Calling the situation “alarming,” the lawyers said in a statement that some of their clients are “coughing up blood” and “losing consciousness.” A letter making similar assertions was sent earlier this week to Navy Rear Adm. John W. Smith, the commander of the Joint Task Force at Guantanamo and signed by a dozen lawyers who represent most of the detainees at Guantanamo.
A spokesman for U.S. military at Guantanamo disputed the lawyers’ claims of a widespread hunger strike, saying they and their clients were merely trying to get attention and keep Guantanamo “in the news. ”
The spokesman, Navy Capt. Robert Durand, said that a half-dozen detainees are currently on a hunger strike -- five of whom are being force fed through tubes -- and that no lives were in danger. Durand added that the figure was consistent with the average number of hunger strikers at Guantanamo over the past several years. He also acknowledged that “some detainees” have been disciplined and moved out of Camp 6 -- the most permissive of the camps at Guantanamo, with communal living arrangements -- but he declined to say how many or give the reasons for the action.
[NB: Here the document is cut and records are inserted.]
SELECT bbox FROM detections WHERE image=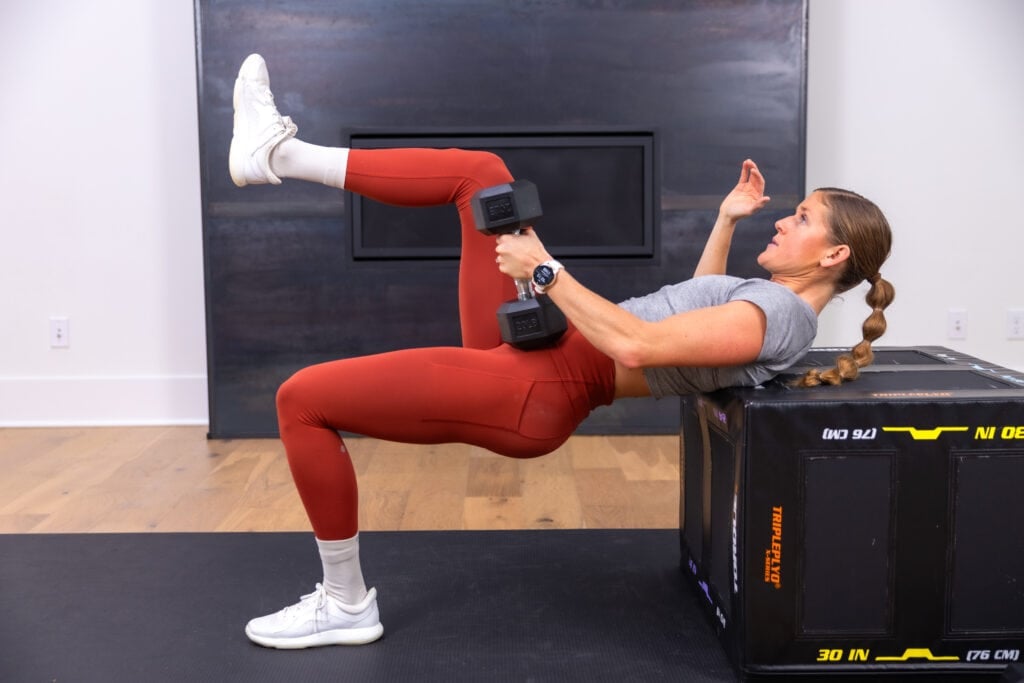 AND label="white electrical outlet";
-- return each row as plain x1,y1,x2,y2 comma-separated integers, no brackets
1007,308,1024,339
946,308,967,339
50,316,71,348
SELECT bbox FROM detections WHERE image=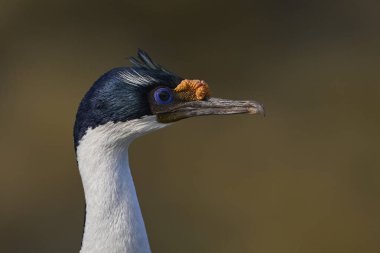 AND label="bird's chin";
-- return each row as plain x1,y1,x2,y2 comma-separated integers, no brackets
156,98,265,123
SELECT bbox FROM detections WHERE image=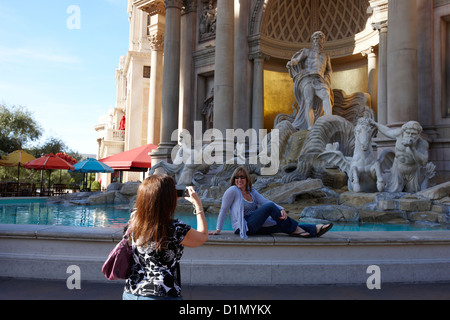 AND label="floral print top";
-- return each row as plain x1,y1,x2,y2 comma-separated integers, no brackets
125,219,191,297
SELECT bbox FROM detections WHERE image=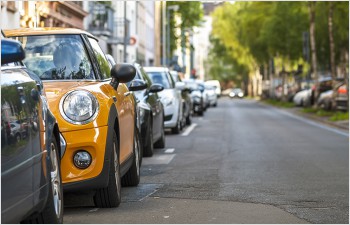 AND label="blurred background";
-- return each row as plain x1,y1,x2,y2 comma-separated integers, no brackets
1,1,349,111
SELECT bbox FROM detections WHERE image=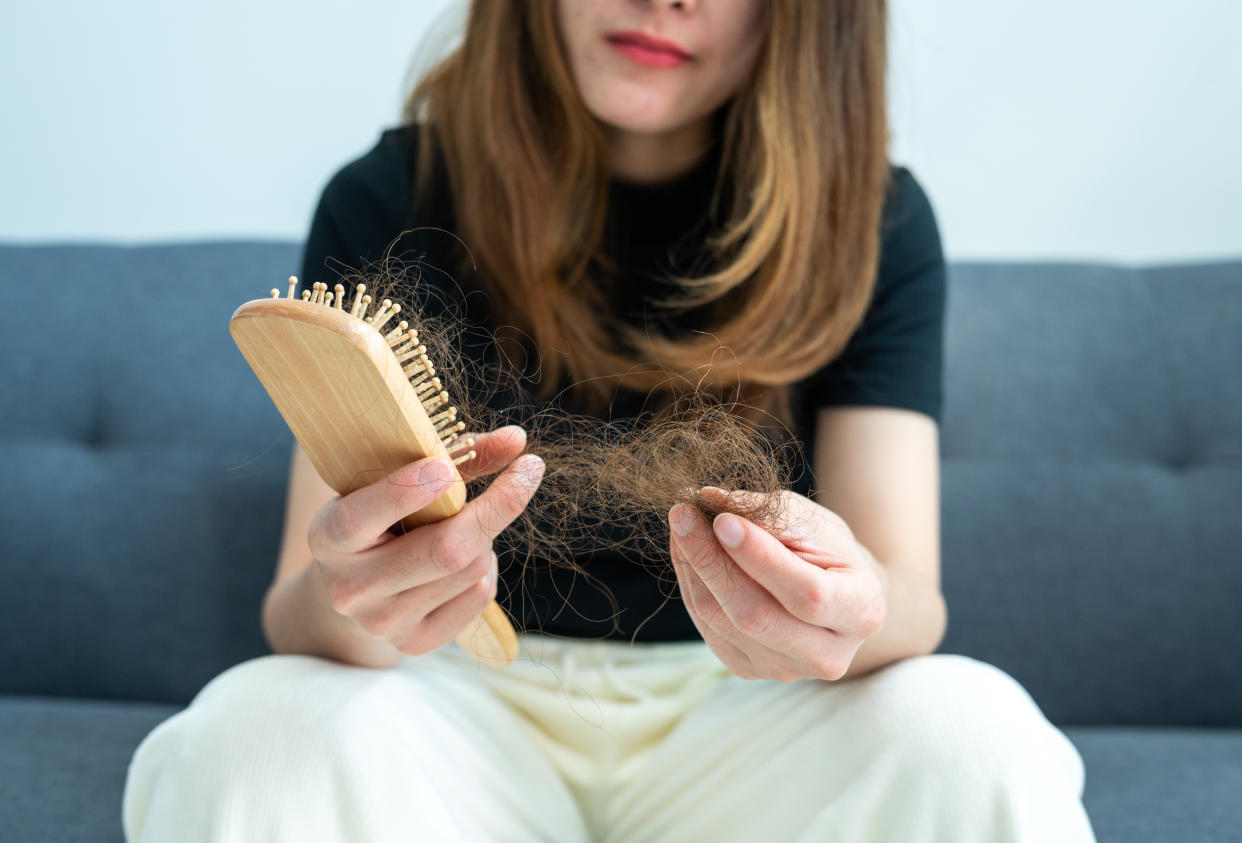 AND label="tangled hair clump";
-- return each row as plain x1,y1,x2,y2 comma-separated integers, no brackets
325,249,797,613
The conflicting claims underscored the difficulty of obtaining information about conditions at the facility, which President Barack Obama vowed to shut down on his first day in office after his 2008 election but which still remains open as a result of congressional opposition to its closure. There are 166 detainees remaining at the camp, but military rules forbid them from communicating in any way with members of the news media and visits to the camp by outsiders are tightly regulated. Even their communications with their lawyers must be cleared by military censors.
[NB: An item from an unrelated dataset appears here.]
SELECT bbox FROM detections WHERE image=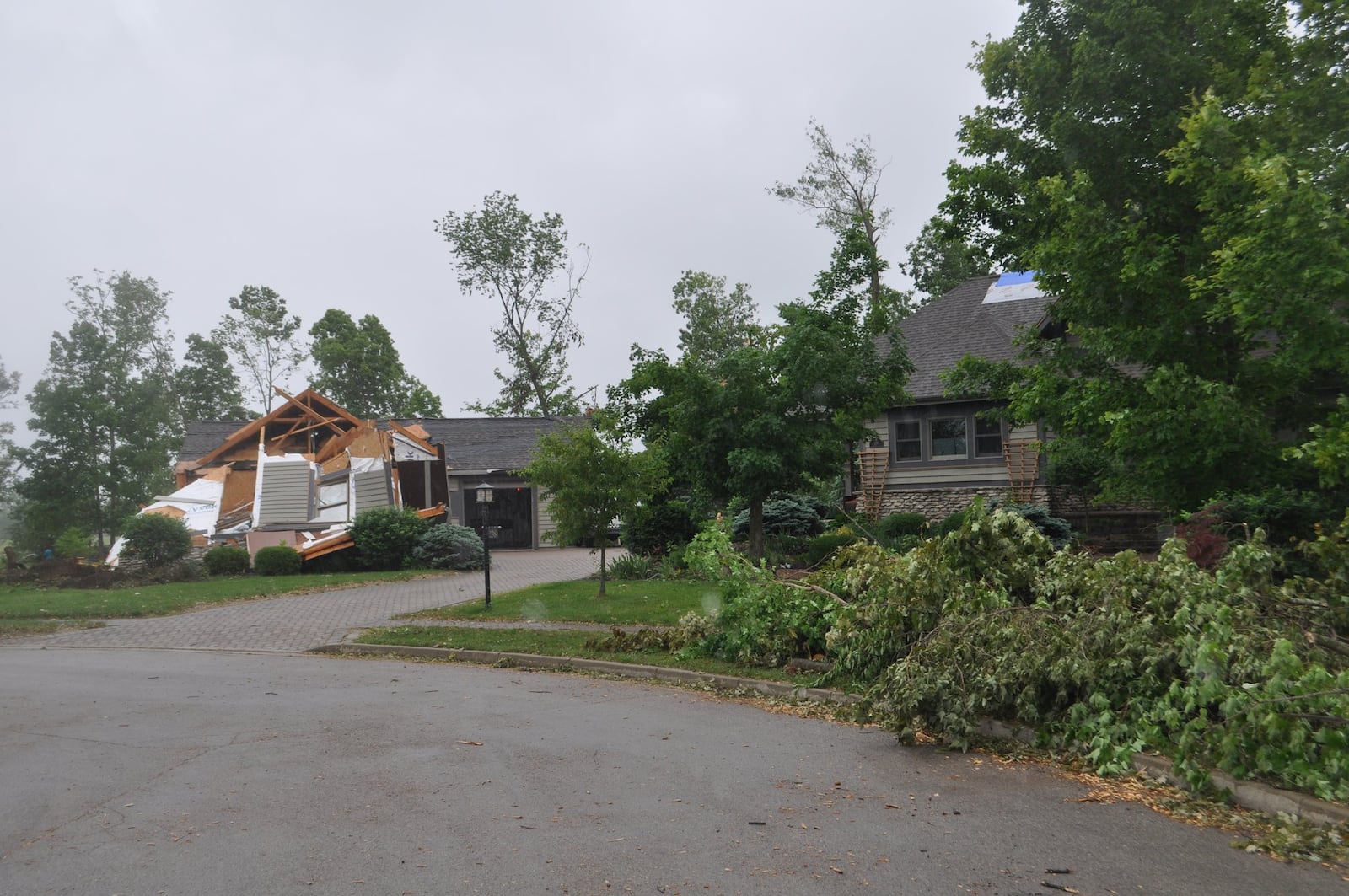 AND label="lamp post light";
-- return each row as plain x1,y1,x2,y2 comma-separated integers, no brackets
474,482,492,607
One of those lawyers, David Remes, told NBC News in a telephone interview from Guantanamo that he saw one of his clients -- Hussain Almerfedi, a Yemeni -- and that he had lost “substantial weight” and was “very sick.” Under Guantanamo rules, Remes said he could not share anything that his client told him until the censor cleared the communication. But he said that he offered Almerfedi some trail mix during their meeting and he declined to take it -- a sign, Remes said, that his client was participating in the hunger strike.
“The men are at their wit’s end,” he said. “This is their eleventh year of being there and they have no prospect for release.” He also said that since taking over last year as commander, Adm. Smith had “turned the clock back” to 2002 and 2003, imposing harsher restrictions on the detainees and more-rigorous searches in which personal items were being seized. The searches are being carried out by guards -- some of whom are returning soldiers from Afghanistan and Iraq -- who he asserted appear to be extracting vengeance for what they encountered overseas, he said.
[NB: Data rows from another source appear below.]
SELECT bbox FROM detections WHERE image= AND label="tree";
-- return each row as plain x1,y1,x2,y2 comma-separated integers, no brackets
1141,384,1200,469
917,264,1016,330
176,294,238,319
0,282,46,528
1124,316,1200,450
One flashpoint appears to have been a Feb. 6 search at Camp 6 in which, according to the lawyers, camp authorities seized blankets, sheets, towels, sleeping mats, razors and other items from the detainees, including family photos and religious CDs from the detainees. In their letter to Smith, the lawyers alleged that Arabic interpreters at the camp inspected Qurans “in ways that constitute desecration.”
Durand, the Guantanamo spokesman, disputed that any harsher restrictions had been imposed by the new commander and said the search last month was in keeping with past practice. He said that search, and earlier ones, have turned up “a Wal-Mart worth of stuff,” including improvised weapons, illegal electronics and other illicit contraband. But he said that handling of the Qurans was tightly regulated and that no guards are even permitted to touch the Islamic Holy Books during the searches.
Durand also acknowledged that some of the dispute between camp authorities and the detainees’ lawyers may be about defining terms. Guantanamo officials define a hunger strike as refusing to eat nine meals in a row. But, he said, some of the detainees may be hoarding food in their cells even when they claim to be on a hunger strike.